Subsection (k), in contrast, leaves us to guess at which agency officer is obligated to provide the medical care (assuming, of course, that " authorized" means " required" --it does not), what such medical care would consist of, or when and how long medical care must be provided (only during research? only in " emergency" situations? forever?). As a result, subsection (k) " lack[s] the specificity requisite for agency action." SUWA, 542 U.S. at 66.

B.

Only one other provision of AR 70-25 could possibly provide the basis for a judicially enforceable duty to provide medical care: Chapter 2-5(j) (subsection (j)). Subsection (j) provides, " The Surgeon General . . . will . . . [d]irect medical followup, when appropriate, on research subjects to ensure that any long-range problems are detected and treated." Subsection (j), like subsection (k), lacks the usual language of obligation. Subsection (j) contemplates action by the Army Surgeon General only " when appropriate." That grant of discretion prevents us from concluding that this language represents a " specific, unequivocal command" directing the Surgeon General to provide medical care.

C.

For these reasons I would affirm the district court's summary judgment against Plaintiffs on their claims for medical care, but on the alternative ground that their claim is not judicially enforceable under section 706(1) of the APA.
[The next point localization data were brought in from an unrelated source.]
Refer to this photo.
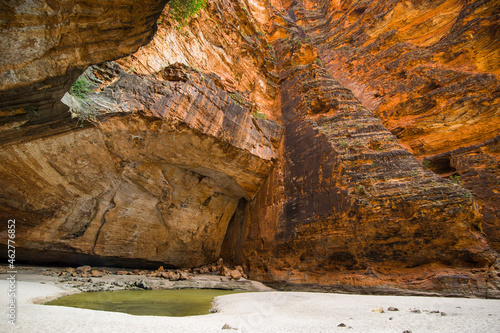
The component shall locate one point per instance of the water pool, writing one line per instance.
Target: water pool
(174, 303)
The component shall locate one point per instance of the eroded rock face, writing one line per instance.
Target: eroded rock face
(157, 179)
(347, 205)
(46, 45)
(430, 71)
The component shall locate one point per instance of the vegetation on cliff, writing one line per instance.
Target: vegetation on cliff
(182, 10)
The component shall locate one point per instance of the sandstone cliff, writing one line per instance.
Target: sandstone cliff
(380, 102)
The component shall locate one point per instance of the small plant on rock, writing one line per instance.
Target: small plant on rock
(81, 88)
(182, 10)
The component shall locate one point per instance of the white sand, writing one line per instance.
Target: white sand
(261, 312)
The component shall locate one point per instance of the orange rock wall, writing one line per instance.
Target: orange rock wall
(430, 71)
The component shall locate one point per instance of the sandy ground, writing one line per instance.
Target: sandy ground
(257, 312)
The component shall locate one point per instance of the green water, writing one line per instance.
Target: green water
(175, 303)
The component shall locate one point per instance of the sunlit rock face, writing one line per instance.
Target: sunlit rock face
(430, 71)
(348, 207)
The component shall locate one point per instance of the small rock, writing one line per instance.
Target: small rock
(225, 271)
(84, 269)
(235, 274)
(96, 273)
(183, 275)
(227, 327)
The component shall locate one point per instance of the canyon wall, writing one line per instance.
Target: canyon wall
(310, 141)
(46, 45)
(155, 161)
(429, 70)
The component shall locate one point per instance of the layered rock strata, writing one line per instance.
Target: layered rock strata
(347, 205)
(157, 179)
(430, 71)
(46, 45)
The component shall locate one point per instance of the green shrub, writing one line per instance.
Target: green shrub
(182, 10)
(81, 88)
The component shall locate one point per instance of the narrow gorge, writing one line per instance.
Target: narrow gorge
(332, 145)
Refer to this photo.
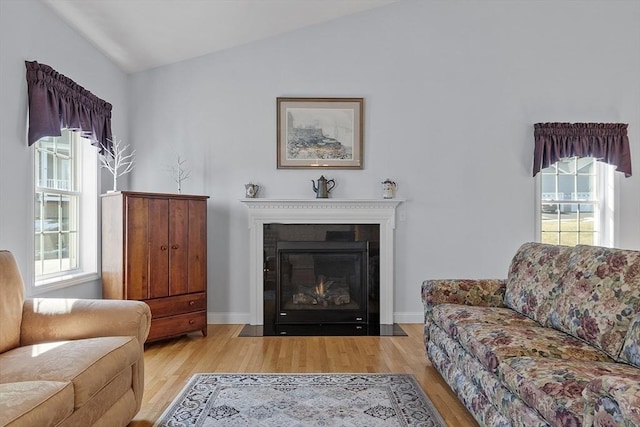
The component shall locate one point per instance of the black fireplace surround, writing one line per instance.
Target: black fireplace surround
(321, 279)
(321, 283)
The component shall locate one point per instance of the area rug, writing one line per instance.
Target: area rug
(297, 400)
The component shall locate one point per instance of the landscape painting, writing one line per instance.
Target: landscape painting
(320, 133)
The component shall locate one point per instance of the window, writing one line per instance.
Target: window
(65, 211)
(576, 202)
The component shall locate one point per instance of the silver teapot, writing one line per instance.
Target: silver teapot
(323, 188)
(251, 190)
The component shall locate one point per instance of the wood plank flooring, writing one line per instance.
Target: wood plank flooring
(168, 364)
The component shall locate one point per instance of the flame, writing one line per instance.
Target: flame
(320, 288)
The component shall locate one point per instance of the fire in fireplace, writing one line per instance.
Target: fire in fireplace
(322, 282)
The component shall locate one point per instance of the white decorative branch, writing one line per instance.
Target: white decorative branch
(178, 173)
(116, 161)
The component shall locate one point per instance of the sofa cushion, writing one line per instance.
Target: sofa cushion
(612, 401)
(96, 361)
(35, 403)
(600, 296)
(450, 316)
(534, 276)
(492, 344)
(11, 300)
(630, 352)
(555, 387)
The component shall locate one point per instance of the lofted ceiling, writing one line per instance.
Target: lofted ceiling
(142, 34)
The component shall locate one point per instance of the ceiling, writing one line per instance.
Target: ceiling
(142, 34)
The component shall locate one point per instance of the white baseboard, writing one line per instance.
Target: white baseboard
(408, 317)
(229, 318)
(232, 318)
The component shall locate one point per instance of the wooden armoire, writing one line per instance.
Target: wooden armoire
(154, 249)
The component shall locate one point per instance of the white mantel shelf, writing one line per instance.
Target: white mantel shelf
(322, 211)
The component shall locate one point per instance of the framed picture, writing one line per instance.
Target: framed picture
(323, 133)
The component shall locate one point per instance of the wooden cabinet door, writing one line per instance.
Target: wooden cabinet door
(178, 246)
(136, 248)
(159, 248)
(197, 245)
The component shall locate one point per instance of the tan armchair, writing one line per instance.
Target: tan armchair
(68, 362)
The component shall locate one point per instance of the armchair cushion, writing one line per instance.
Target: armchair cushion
(35, 403)
(95, 362)
(11, 299)
(58, 319)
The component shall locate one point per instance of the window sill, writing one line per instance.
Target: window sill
(60, 282)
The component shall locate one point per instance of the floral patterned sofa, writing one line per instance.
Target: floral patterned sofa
(556, 343)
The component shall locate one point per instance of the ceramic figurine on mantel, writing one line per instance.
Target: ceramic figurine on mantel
(116, 161)
(251, 190)
(323, 188)
(388, 189)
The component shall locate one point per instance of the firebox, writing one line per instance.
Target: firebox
(322, 282)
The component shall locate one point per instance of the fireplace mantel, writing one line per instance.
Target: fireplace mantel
(322, 211)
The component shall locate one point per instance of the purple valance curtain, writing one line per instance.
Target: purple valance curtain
(607, 142)
(57, 102)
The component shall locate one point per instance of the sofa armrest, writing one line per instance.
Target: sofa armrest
(612, 400)
(57, 319)
(484, 292)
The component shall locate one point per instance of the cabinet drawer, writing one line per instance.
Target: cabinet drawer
(169, 306)
(177, 325)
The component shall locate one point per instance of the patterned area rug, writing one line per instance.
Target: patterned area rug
(297, 400)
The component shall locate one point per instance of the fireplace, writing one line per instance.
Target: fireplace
(265, 215)
(321, 279)
(322, 282)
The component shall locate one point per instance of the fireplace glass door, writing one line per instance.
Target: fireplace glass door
(322, 282)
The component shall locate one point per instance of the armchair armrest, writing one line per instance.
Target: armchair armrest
(55, 319)
(613, 400)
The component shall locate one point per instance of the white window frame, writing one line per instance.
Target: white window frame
(88, 222)
(607, 215)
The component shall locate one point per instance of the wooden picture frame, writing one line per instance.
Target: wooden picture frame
(320, 133)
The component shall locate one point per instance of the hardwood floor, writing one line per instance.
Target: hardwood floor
(168, 364)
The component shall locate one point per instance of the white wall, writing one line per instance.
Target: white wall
(452, 90)
(30, 31)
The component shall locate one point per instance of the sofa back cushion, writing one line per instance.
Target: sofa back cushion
(534, 278)
(630, 352)
(599, 296)
(11, 301)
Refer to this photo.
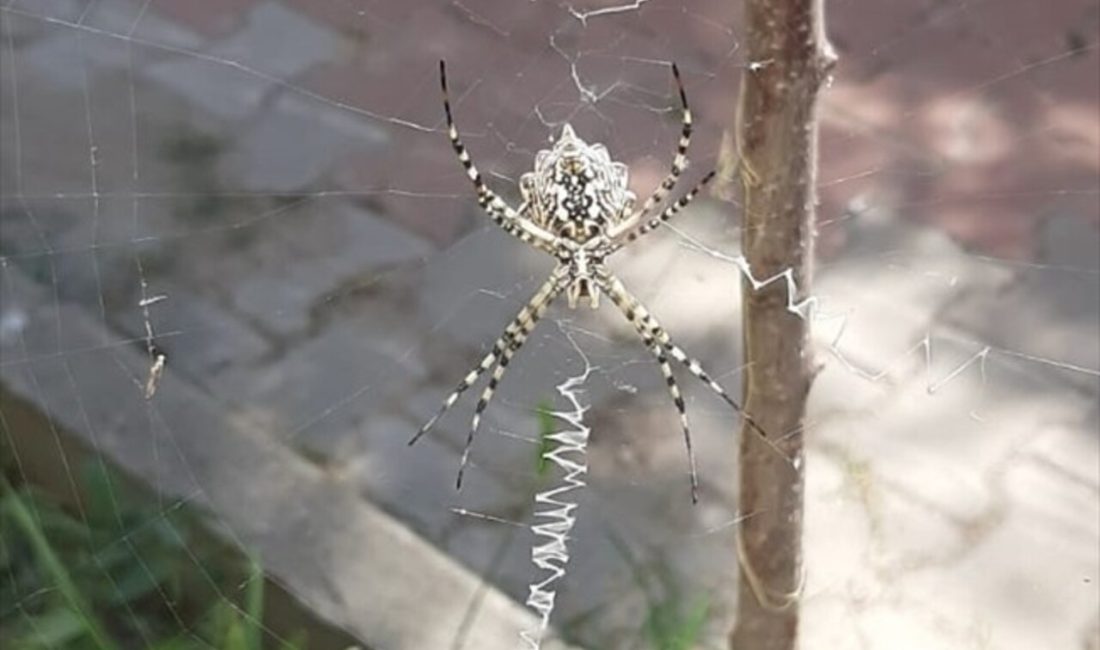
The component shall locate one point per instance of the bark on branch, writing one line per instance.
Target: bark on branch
(789, 62)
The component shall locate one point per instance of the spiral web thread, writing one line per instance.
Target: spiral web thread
(570, 445)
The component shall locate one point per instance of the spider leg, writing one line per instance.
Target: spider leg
(498, 211)
(496, 353)
(679, 164)
(662, 338)
(637, 315)
(526, 327)
(669, 212)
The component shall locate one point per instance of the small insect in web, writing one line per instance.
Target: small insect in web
(576, 207)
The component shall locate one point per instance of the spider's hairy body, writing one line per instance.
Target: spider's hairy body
(576, 206)
(576, 191)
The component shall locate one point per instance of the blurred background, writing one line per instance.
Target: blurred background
(262, 194)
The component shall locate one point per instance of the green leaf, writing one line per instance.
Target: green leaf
(254, 605)
(53, 628)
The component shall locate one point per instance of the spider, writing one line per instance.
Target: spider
(576, 207)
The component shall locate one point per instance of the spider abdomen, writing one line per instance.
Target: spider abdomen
(576, 191)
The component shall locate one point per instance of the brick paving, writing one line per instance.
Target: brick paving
(328, 278)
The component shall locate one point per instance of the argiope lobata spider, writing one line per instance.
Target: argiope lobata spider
(576, 207)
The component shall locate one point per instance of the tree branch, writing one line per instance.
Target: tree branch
(777, 136)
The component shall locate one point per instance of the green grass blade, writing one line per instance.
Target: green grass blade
(52, 565)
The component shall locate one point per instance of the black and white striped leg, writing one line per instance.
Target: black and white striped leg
(615, 287)
(517, 341)
(679, 163)
(666, 215)
(696, 368)
(496, 353)
(637, 315)
(498, 211)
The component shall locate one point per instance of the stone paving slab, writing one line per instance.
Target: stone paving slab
(366, 572)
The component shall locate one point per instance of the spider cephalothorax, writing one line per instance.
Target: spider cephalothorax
(578, 208)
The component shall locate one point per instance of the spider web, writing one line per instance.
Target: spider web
(240, 265)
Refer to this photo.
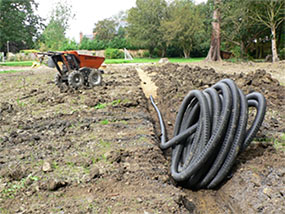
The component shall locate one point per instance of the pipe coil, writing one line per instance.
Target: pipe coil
(210, 131)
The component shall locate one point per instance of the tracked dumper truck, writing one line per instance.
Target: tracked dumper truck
(75, 70)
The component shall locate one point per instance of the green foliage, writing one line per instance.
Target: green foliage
(69, 45)
(279, 144)
(105, 29)
(144, 22)
(282, 53)
(18, 24)
(53, 37)
(116, 102)
(146, 54)
(113, 54)
(183, 24)
(104, 122)
(28, 51)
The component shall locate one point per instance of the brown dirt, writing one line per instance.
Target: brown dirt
(256, 184)
(96, 150)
I am not unsympathetic to the notion that those who have served our country--especially those who have risked their health and well-being in that service--should have access to appropriate medical care. However, the Supreme Court has counseled us, and we have recognized, that " [e]ven if a court believes that the agency is withholding or delaying an action the court believes it should take, the 'ability to compel agency action is carefully circumscribed to situations where an agency has ignored a specific legislative command.'" Gardner v. U.S. Bureau of Land Mgmt., 638 F.3d 1217, 1221-22 (9th Cir. 2011), quoting Hells Canyon, 593 F.3d at 932. " As much as we as citizens are concerned with the plight of veterans seeking the prompt provision of the health care and benefits . . . as judges we may not exceed our jurisdiction." Veterans for Common Sense v. Shinseki, 678 F.3d 1013, 1016 (9th Cir. 2012) (en banc). I am therefore compelled to dissent from this part of the majority opinion.